On this day in 1956, sixty-four years ago, the heavens hosted a horrendous catastrophe. At 11:29 or 11:30 a.m., Mountain Standard Time, (1;30 p.m. Central Daylight Saving Time), two of the largest airliners of their day collided in midair over the far eastern end of the Grand Canyon. Both planes were so seriously damaged that they fell from the sky, one with nothing to hold it up in the air, and the other in an irreversible descent. All 128 persons lost their lives.
At the time, it was by far the worst airline disaster that had ever occurred, anywhere in the world. And it remains immeasurable, despite accidents in more recent times with much greater loss of life. How could it not? Two things that are in estimably great cannot simply be said to be unequal, even if their scopes can be weighed. Its not that simple. Here in America we value life beyond all measure, and we would risk a hundred to save one. Where are we then saying that the hundred matter more than the one?

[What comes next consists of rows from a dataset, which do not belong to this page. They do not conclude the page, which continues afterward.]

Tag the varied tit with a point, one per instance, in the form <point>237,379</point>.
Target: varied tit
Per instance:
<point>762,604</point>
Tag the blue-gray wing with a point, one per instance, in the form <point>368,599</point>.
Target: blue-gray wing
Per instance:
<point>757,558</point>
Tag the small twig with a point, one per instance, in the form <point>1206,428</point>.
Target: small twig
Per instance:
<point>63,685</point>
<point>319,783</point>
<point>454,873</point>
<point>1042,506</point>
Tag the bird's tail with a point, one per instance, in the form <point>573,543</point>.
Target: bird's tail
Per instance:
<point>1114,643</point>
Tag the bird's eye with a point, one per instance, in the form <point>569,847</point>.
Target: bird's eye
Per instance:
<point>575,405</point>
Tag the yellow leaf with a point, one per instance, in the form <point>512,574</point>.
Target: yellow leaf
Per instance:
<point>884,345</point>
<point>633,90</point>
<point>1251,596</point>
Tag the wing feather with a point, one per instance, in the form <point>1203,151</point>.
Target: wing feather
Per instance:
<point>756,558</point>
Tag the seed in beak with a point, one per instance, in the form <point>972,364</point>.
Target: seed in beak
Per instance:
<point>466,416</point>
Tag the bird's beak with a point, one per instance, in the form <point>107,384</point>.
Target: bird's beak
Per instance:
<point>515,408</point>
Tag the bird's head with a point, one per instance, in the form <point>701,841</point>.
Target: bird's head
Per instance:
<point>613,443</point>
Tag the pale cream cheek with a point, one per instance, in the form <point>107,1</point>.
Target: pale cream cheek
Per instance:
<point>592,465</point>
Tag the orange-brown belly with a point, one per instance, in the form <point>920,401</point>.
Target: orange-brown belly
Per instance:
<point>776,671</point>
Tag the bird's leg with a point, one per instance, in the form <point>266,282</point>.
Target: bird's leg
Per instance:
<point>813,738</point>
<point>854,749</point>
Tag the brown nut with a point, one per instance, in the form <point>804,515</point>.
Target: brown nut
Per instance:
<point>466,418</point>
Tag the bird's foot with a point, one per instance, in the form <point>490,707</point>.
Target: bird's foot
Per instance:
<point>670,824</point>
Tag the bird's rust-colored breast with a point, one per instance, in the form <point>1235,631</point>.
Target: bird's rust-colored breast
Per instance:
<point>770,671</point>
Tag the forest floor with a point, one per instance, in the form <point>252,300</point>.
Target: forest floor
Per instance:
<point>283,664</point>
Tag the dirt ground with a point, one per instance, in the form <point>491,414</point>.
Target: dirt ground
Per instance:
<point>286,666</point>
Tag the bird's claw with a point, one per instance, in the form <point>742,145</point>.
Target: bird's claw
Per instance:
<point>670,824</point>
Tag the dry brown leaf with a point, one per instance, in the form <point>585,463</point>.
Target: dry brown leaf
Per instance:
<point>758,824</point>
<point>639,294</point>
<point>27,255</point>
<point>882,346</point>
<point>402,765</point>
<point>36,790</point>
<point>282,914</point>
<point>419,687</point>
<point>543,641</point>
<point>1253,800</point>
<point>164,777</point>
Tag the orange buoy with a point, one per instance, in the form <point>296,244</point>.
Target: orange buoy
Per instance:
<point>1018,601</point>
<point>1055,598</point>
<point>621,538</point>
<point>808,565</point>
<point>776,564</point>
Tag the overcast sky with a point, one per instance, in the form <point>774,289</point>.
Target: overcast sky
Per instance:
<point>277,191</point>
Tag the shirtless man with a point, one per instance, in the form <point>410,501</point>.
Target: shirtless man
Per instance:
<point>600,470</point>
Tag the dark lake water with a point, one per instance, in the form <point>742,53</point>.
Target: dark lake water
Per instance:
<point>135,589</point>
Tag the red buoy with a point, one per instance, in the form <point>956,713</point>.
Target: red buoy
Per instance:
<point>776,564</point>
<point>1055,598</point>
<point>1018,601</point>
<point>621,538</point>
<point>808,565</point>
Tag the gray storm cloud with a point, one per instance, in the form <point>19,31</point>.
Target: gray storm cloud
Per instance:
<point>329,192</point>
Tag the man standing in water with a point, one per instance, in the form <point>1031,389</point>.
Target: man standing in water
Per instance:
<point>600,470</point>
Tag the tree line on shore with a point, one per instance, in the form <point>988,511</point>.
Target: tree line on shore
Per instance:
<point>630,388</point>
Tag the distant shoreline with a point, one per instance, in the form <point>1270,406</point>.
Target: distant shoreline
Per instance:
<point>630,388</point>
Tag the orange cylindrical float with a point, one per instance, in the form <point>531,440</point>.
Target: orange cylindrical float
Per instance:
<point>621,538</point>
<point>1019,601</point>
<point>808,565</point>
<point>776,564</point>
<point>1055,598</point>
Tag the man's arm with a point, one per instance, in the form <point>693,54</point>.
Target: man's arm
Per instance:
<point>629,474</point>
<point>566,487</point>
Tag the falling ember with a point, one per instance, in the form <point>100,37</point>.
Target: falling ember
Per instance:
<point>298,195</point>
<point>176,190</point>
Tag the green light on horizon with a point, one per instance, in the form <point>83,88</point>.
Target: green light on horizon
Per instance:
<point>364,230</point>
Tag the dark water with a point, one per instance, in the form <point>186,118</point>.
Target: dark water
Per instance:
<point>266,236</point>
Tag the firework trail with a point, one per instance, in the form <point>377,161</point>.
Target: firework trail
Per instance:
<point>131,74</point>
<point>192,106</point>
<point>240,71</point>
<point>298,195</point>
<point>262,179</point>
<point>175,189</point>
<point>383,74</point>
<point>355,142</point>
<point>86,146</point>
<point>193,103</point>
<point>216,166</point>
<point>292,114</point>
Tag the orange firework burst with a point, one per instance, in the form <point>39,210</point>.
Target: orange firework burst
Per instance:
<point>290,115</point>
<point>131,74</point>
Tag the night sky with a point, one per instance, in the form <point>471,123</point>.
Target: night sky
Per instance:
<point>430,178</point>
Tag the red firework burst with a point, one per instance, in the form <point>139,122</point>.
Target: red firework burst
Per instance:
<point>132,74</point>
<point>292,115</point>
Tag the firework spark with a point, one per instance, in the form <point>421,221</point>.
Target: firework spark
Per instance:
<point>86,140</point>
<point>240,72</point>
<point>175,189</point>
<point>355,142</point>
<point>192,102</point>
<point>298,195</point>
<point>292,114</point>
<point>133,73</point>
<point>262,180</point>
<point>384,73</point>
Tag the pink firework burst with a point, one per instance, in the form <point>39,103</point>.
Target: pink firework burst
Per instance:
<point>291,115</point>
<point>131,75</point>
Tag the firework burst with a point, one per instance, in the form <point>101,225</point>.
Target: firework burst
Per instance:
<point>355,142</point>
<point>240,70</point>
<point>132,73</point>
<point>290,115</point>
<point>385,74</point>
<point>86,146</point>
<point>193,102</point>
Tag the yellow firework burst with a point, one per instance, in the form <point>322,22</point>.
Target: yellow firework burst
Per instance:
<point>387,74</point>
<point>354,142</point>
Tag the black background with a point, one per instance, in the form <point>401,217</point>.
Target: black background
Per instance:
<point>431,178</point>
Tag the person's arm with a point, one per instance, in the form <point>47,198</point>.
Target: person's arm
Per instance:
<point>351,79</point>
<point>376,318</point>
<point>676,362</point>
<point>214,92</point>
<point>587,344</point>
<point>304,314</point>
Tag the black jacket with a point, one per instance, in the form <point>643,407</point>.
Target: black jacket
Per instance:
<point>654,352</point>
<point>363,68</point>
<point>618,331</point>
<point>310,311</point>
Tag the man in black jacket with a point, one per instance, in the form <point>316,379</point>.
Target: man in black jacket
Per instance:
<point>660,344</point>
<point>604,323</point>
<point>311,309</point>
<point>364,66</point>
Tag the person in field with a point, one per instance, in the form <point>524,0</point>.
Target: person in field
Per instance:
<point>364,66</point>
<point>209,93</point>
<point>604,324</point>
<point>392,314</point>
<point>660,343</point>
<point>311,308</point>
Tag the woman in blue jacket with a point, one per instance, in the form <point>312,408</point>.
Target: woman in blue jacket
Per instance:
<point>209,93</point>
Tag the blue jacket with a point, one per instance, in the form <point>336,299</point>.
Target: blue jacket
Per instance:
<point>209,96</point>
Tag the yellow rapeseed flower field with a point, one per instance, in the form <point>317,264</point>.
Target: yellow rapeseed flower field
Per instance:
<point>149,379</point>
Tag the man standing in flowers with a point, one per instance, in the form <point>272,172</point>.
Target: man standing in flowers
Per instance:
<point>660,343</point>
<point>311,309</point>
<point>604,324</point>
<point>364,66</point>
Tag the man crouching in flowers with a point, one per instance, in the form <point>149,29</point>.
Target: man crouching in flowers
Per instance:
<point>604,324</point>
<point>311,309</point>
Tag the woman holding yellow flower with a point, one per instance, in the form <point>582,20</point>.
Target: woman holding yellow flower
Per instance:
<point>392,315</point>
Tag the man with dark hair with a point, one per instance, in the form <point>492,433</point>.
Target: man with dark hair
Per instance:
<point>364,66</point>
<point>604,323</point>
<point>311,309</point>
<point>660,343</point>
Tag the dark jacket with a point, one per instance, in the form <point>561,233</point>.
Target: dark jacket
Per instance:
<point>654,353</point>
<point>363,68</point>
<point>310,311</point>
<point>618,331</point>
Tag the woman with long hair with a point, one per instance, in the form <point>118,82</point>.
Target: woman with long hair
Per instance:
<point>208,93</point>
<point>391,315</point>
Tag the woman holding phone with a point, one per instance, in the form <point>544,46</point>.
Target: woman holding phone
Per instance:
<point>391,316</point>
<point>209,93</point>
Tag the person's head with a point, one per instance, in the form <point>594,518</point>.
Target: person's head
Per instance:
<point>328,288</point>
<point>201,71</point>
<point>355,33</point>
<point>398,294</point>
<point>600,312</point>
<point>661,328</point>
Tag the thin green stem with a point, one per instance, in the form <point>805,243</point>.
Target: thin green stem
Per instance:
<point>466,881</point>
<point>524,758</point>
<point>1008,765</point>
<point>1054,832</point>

My uncle, Jack Groshans, was one of the victims. His portrait is in a modest shrine we put together. The cowbell that he rang and clattered ay his college's football games, wearing a full-length raccoon coat in the cold of the late fall, is there with him, with its long-since deteriorated leather handle missing.
I have to wonder where all those souls have gone. I picture them having left the worldly realm and I also picture them out in Grand Canyon where the planes crashed. I see no contradiction between these beliefs ~ the Spirit has no bounds, and is not confined to man's "rules," like that the soul could be in only one place at one time.